Sinha Sandipan, Pipes Gary, Topp Elizabeth M, Bondarenko Pavel V, Treuheit Michael J, Gadgil Himanshu S
Department of Pharmaceutical Chemistry, University of Kansas, Lawrence, Kansas, USA.
J Am Soc Mass Spectrom. 2008 Nov;19(11):1643-54. doi: 10.1016/j.jasms.2008.07.004. Epub 2008 Jul 16.
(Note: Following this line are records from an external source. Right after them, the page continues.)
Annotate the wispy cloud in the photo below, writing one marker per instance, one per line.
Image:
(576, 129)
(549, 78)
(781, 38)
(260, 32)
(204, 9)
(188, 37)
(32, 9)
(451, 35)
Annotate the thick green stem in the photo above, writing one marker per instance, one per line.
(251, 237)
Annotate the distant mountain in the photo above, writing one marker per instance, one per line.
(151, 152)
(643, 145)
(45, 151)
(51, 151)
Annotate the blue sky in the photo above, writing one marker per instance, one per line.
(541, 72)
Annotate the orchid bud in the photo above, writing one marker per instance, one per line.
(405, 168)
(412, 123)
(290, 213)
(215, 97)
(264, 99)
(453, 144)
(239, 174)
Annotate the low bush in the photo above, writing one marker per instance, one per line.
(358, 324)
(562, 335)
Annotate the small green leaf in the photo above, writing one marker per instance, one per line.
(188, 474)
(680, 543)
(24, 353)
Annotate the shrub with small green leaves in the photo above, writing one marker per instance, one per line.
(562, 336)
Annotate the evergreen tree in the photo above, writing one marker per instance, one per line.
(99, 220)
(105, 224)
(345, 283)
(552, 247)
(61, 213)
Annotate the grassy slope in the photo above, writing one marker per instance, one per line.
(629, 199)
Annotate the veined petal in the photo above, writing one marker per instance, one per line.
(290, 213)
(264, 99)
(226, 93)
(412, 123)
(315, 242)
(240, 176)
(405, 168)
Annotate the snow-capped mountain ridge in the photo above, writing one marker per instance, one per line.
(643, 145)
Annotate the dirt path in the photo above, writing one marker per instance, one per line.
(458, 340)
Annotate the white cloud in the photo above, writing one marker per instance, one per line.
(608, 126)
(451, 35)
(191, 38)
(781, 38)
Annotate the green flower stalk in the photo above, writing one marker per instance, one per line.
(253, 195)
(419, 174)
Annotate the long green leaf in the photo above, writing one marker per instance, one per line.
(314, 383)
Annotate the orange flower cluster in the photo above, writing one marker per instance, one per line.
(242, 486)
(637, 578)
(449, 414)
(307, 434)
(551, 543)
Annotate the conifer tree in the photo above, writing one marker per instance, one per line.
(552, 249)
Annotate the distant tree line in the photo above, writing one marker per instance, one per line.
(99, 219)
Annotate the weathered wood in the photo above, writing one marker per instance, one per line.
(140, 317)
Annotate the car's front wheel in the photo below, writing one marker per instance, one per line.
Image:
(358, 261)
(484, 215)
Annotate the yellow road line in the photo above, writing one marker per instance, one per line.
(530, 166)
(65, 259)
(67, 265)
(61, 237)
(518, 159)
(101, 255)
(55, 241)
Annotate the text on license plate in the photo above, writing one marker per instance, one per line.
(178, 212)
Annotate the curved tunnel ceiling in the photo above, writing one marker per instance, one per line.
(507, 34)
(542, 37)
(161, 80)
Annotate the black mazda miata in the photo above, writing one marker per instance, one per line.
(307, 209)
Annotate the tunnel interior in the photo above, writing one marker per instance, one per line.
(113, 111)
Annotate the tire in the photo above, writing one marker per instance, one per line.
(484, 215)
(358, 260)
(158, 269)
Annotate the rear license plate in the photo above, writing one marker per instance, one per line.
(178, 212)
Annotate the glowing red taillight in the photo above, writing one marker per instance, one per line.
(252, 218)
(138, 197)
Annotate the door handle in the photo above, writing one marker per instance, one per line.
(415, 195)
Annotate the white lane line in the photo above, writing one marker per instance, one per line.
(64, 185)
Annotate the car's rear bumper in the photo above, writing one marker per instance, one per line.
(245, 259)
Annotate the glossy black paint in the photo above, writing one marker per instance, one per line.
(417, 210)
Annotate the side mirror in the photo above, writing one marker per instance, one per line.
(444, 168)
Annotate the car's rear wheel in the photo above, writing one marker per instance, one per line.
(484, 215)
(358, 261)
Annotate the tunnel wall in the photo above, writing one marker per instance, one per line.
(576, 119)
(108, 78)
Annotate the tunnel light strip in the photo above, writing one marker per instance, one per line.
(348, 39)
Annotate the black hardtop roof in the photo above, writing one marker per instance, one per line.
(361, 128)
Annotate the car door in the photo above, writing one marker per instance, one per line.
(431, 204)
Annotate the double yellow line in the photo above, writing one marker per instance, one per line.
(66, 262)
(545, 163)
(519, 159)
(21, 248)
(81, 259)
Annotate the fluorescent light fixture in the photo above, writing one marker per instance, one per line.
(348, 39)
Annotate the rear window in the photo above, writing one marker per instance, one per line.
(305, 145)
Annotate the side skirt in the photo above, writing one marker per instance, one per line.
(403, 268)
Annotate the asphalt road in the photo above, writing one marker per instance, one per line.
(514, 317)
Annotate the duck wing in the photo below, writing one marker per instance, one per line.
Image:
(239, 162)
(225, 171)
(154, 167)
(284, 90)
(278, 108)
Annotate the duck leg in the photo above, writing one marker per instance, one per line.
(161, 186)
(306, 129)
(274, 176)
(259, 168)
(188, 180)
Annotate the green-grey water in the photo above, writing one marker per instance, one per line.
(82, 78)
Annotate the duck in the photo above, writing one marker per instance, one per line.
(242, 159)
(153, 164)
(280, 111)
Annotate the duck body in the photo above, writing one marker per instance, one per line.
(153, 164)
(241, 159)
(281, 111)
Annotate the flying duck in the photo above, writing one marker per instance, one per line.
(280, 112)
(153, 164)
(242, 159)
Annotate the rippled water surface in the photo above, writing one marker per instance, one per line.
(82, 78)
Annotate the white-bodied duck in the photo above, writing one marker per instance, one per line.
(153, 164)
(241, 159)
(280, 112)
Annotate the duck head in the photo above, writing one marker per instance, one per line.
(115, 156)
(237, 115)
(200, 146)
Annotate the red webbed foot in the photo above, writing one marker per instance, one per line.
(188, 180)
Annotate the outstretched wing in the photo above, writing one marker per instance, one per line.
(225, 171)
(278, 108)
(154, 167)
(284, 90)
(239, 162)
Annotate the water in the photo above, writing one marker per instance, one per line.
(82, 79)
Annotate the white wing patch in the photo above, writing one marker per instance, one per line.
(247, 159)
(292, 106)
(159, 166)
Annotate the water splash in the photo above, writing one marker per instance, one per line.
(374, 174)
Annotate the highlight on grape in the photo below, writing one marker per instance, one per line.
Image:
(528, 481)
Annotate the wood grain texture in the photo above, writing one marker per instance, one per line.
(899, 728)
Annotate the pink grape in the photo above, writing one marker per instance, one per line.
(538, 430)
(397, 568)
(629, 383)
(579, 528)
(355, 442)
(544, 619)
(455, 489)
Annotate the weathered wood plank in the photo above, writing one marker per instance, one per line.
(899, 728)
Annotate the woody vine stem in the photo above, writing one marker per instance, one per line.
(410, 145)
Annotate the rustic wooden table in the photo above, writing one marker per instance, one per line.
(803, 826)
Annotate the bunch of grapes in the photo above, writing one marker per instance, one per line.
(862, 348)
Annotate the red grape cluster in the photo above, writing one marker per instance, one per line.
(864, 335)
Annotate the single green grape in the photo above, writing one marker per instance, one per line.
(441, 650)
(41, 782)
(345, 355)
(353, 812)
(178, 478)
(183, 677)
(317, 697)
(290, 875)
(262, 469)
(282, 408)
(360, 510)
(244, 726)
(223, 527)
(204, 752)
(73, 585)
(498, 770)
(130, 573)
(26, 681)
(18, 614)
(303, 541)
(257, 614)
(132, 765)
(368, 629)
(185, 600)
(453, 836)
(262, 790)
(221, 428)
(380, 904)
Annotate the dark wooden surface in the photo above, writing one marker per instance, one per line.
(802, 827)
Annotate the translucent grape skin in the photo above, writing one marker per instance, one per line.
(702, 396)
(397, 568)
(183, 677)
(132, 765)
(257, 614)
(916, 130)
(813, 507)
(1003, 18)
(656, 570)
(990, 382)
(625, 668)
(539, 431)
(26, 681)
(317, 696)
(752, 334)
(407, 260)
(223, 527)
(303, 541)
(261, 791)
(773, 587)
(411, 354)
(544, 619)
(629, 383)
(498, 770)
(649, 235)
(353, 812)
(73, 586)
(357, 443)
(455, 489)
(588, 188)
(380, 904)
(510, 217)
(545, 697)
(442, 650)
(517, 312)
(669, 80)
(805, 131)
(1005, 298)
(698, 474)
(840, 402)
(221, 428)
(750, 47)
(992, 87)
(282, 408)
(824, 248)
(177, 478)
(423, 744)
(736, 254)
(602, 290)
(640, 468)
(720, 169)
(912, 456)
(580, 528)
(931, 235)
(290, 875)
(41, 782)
High-performance liquid chromatography (LC) and liquid chromatography/electrospray ionization time-of-flight mass spectrometry (LC/ESI-MS) methods with various sample preparation schemes were compared for their ability to identify and quantify glycoforms in two different production lots of a recombinant monoclonal IgG1 antibody. IgG1s contain a conserved N-glycosylation site in the fragment crystallizable (Fc) subunit. Six methods were compared: (1) LC/ESI-MS analysis of intact IgG, (2) LC/ESI-MS analysis of the Fc fragment produced by limited proteolysis with Lys-C, (3) LC/ESI-MS analysis of the IgG heavy chain produced by reduction, (4) LC/ESI-MS analysis of Fc/2 fragment produced by limited proteolysis and reduction, (5) LC/MS analysis of the glycosylated tryptic fragment (293EEQYNSTYR301) using extracted ion chromatograms, and (6) normal phase HPLC analysis of N-glycans cleaved from the IgG using PNGase F. The results suggest that MS quantitation based on the analysis of Fc/2 (4) is accurate and gives results that are comparable to normal phase HPLC analysis of N-glycans (6).
采用多种样品制备方案的高效液相色谱(LC)和液相色谱/电喷雾电离飞行时间质谱(LC/ESI-MS)方法,针对两种不同生产批次的重组单克隆IgG1抗体中糖型的鉴定和定量能力进行了比较。IgG1在可结晶片段(Fc)亚基中含有一个保守的N-糖基化位点。比较了六种方法:(1)完整IgG的LC/ESI-MS分析;(2)用Lys-C进行有限蛋白酶解产生的Fc片段的LC/ESI-MS分析;(3)还原产生的IgG重链的LC/ESI-MS分析;(4)有限蛋白酶解和还原产生的Fc/2片段的LC/ESI-MS分析;(5)使用提取离子色谱图对糖基化胰蛋白酶片段(293EEQYNSTYR301)进行LC/MS分析;(6)使用PNGase F对从IgG上切下的N-聚糖进行正相HPLC分析。结果表明,基于Fc/2分析(4)的质谱定量是准确的,其结果与N-聚糖的正相HPLC分析(6)相当。